All across North America, sometime during the two and a half weeks surrounding December 25, people count birds! It’s the Christmas Bird Count – and it’s coming soon to your area, if it hasn’t happened all ready. (Tulsa’s official count was in mid-December.)
The National Audubon Society Christmas Bird Count has been an annual event since 1900. About 50,000 people participated in this count in 1998. Basically, the statistics gathered at these winter bird counts helps scientists calculate how birds are doing in the places where they spend the winter. Are their populations rising or declining?
A sister count held in the summer, the North American Breeding Bird Survey, provides similar numbers at locations where birds nest and breed.
In Tulsa, the local chapter of the Audubon Society holds a Christmas Bird Count. Check their website, www.tulsaaudubon.org, for more information. The staff naturalists at the Oxley Nature Center in Mohawk Park, operated by the City of Tulsa, can also provide information about winter bird counts, or about what types of birds are wintering in the Tulsa area. www.oxleynaturecenter.org.

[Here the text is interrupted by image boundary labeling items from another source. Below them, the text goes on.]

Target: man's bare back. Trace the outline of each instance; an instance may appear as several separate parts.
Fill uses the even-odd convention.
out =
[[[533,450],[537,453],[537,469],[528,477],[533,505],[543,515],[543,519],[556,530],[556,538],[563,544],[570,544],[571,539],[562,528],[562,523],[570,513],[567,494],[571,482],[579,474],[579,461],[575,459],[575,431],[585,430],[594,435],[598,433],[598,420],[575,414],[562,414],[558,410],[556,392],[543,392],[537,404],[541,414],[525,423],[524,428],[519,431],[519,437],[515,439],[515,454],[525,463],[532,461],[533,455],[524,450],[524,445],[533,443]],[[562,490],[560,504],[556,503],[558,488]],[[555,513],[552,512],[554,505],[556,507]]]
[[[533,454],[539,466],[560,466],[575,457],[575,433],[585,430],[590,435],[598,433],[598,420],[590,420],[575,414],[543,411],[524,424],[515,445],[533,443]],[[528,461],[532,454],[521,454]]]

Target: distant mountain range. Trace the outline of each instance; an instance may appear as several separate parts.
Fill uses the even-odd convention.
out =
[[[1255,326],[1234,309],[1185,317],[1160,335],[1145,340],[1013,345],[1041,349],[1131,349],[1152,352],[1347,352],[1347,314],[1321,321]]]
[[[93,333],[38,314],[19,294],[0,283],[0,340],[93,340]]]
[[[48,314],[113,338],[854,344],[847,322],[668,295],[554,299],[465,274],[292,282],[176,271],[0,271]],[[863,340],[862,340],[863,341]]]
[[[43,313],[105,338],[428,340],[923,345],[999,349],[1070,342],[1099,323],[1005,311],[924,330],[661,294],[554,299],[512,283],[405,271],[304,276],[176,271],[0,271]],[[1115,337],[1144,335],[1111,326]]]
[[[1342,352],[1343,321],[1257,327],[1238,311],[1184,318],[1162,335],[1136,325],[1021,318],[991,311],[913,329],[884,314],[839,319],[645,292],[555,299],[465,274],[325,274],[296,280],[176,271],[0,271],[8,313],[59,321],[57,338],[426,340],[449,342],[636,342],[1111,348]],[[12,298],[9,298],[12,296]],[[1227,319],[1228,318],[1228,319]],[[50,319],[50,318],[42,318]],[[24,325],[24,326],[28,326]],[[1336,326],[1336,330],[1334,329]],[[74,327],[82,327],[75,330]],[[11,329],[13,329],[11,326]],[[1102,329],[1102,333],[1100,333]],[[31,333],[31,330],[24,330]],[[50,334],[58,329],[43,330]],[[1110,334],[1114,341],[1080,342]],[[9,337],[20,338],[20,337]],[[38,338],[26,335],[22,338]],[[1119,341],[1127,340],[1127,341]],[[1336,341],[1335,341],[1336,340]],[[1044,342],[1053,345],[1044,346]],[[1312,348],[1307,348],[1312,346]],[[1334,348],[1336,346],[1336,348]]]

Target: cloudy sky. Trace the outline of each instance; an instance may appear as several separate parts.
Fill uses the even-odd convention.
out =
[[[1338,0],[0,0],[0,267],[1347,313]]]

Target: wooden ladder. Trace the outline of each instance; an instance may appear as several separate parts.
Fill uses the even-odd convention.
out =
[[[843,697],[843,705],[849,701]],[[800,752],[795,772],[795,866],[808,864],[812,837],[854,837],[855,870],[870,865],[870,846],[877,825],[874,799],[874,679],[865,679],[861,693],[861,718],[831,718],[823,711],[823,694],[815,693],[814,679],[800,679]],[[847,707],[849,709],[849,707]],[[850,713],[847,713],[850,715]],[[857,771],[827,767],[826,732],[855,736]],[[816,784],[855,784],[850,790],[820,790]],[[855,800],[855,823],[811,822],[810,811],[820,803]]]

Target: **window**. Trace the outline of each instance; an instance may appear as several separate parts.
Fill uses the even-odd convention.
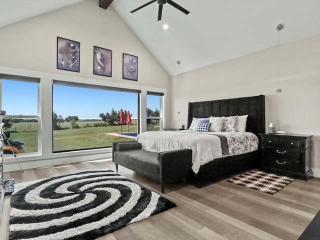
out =
[[[159,131],[163,125],[162,100],[164,94],[147,92],[146,130]]]
[[[2,120],[16,154],[38,152],[40,80],[0,74]],[[5,142],[8,145],[7,142]],[[4,153],[12,154],[9,148]]]
[[[110,147],[113,142],[135,139],[140,92],[54,81],[54,152]]]

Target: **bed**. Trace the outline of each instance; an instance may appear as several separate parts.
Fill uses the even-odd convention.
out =
[[[258,138],[259,134],[264,133],[265,124],[264,96],[240,98],[236,98],[214,100],[189,102],[188,128],[189,128],[194,118],[206,118],[210,116],[244,116],[246,118],[246,132],[253,133]],[[176,131],[175,135],[181,135],[180,131]],[[160,132],[159,134],[162,134]],[[183,135],[183,134],[182,134]],[[207,135],[207,134],[206,134]],[[137,140],[148,144],[150,138]],[[192,138],[195,138],[192,136]],[[154,150],[156,152],[156,150]],[[195,178],[198,182],[212,181],[226,178],[248,169],[260,166],[258,149],[250,152],[215,158],[197,168]],[[194,156],[192,152],[192,157]]]

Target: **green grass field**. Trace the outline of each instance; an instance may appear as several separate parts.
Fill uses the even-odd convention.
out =
[[[69,122],[64,122],[62,128],[70,128],[54,131],[54,152],[76,150],[110,146],[112,142],[117,141],[132,140],[124,136],[110,135],[110,133],[121,133],[121,126],[94,126],[84,128],[86,124],[96,122],[79,122],[77,124],[78,128],[71,128]],[[148,126],[148,130],[158,130],[158,127]],[[137,132],[136,120],[130,124],[128,130],[128,124],[122,126],[122,132]],[[10,138],[13,140],[23,142],[26,152],[38,152],[38,123],[17,122],[11,128],[6,130],[10,132]]]

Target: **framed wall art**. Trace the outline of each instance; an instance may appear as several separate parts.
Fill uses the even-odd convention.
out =
[[[122,78],[138,80],[138,57],[123,54]]]
[[[94,46],[94,74],[112,76],[112,51]]]
[[[80,42],[57,37],[56,68],[80,72]]]

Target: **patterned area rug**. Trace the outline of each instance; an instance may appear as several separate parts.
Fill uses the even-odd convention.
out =
[[[112,170],[16,184],[9,240],[98,238],[176,206]]]
[[[281,190],[294,178],[254,169],[234,176],[227,182],[271,194]]]

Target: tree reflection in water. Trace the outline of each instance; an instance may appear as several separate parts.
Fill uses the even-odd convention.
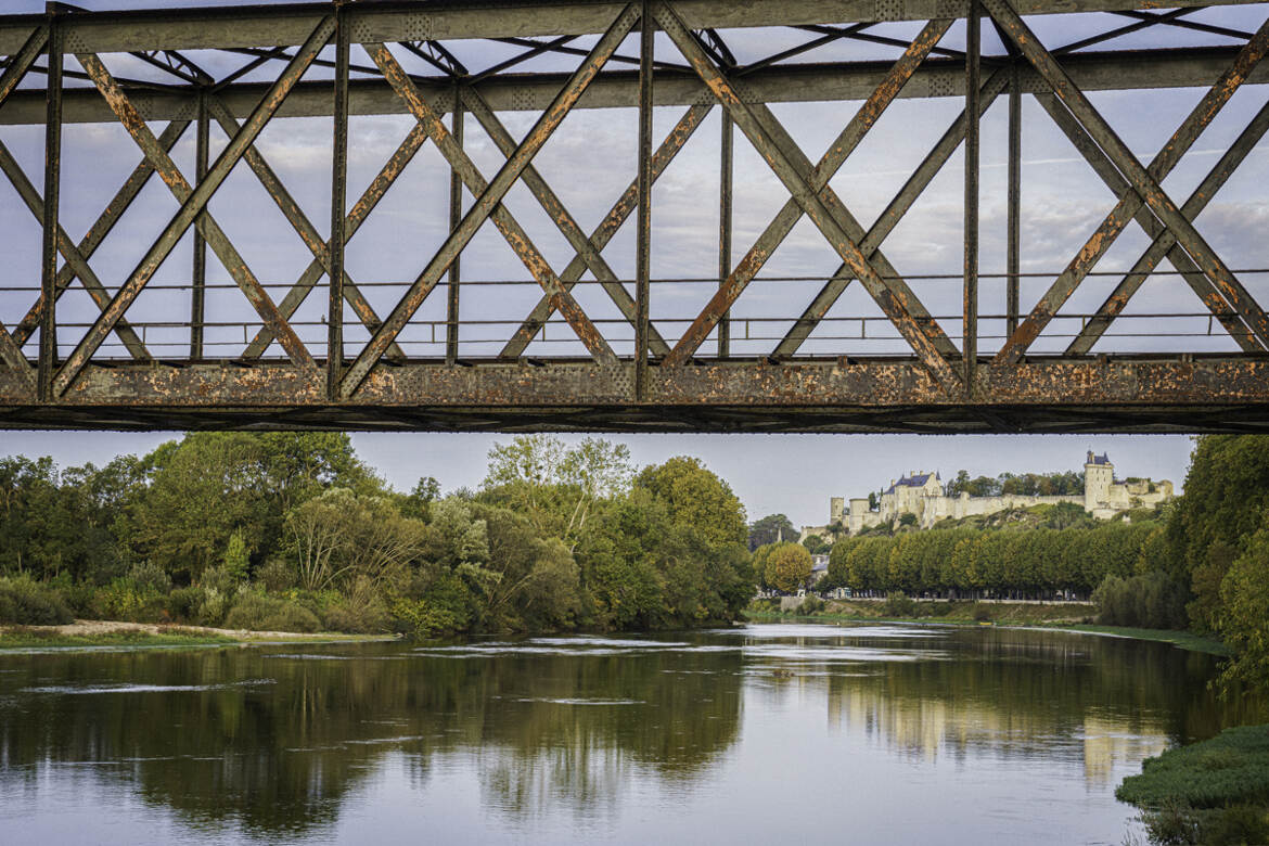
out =
[[[1101,785],[1115,762],[1265,719],[1263,703],[1213,698],[1209,656],[1126,639],[826,627],[673,638],[8,656],[0,795],[96,779],[204,831],[303,837],[374,790],[391,758],[419,794],[439,764],[464,767],[482,812],[509,824],[602,821],[634,780],[690,795],[742,746],[746,708],[791,695],[822,699],[827,732],[916,761],[1062,748]]]

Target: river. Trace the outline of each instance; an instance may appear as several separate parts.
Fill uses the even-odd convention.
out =
[[[1143,757],[1264,719],[1214,672],[898,625],[6,653],[0,841],[1122,843]]]

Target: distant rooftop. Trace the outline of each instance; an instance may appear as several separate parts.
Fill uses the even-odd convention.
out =
[[[893,493],[895,488],[900,487],[925,487],[925,483],[930,481],[930,477],[935,479],[939,478],[938,472],[934,473],[914,473],[912,476],[904,476],[897,482],[890,486],[886,493]]]

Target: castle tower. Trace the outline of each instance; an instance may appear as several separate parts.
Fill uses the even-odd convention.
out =
[[[1094,511],[1110,501],[1110,486],[1114,483],[1114,464],[1105,453],[1094,455],[1089,450],[1084,463],[1084,510]]]

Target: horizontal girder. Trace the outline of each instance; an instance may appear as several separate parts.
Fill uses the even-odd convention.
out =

You can always do a survey of your own, in your yard or in your favorite park. This is a great way to become aware of the number and different types of birds in your area. Dress warmly (it is Winter!) and take plenty of water and some foods with carbohydrates to keep your energy levels up!)
Here are some tips on how to find winter birds from Rick Blom, a columnist for Bird Watcher’s Digest.
1. Find the feeding flock. Birds are noisy, and they tend to form feeding flocks durijng the winter. walk around and listen carefully. The noisiest birds, like chickadees, will lead you to the flock of wintering birds in your area.
2. Be patient. And be quiet. Make a simple sound, like “psshhtt” and wait for a response. After a few calls, you’ll hear the birds flutter in the bushes heading your way. Stand still. Wait. And try it again. You’ll be surprised at what may appear.
3. Get out of the wind. Blom says, “Birds don’t like cold winter winds any more than you do. Find areas out of the wind, sheltered by trees, a hedgerow, a building. These areas, especially if they’re in direct sun, often attract concentrations of birds.”
4. All fields are not alike. The edges of forests attract some species. Others are found in meadows, collecting seed. Afternoons are hunting times for birds that hunt mice. Other types of birds may be found in the morning, or just before dark.
5. Put up a backyard bird feeder! Birds that eat seeds are attracted to the feeders, and birds that eat these seedeaters are attracted, too. It is estimated that over twenty million people have backyard feeders for hungry birds looking for a winter meal!
Looks like we’ll have some beautiful winter weather in northeastern Oklahoma this week. Put on a jacket and go outside, make that psshhttt sound and see what flutters up!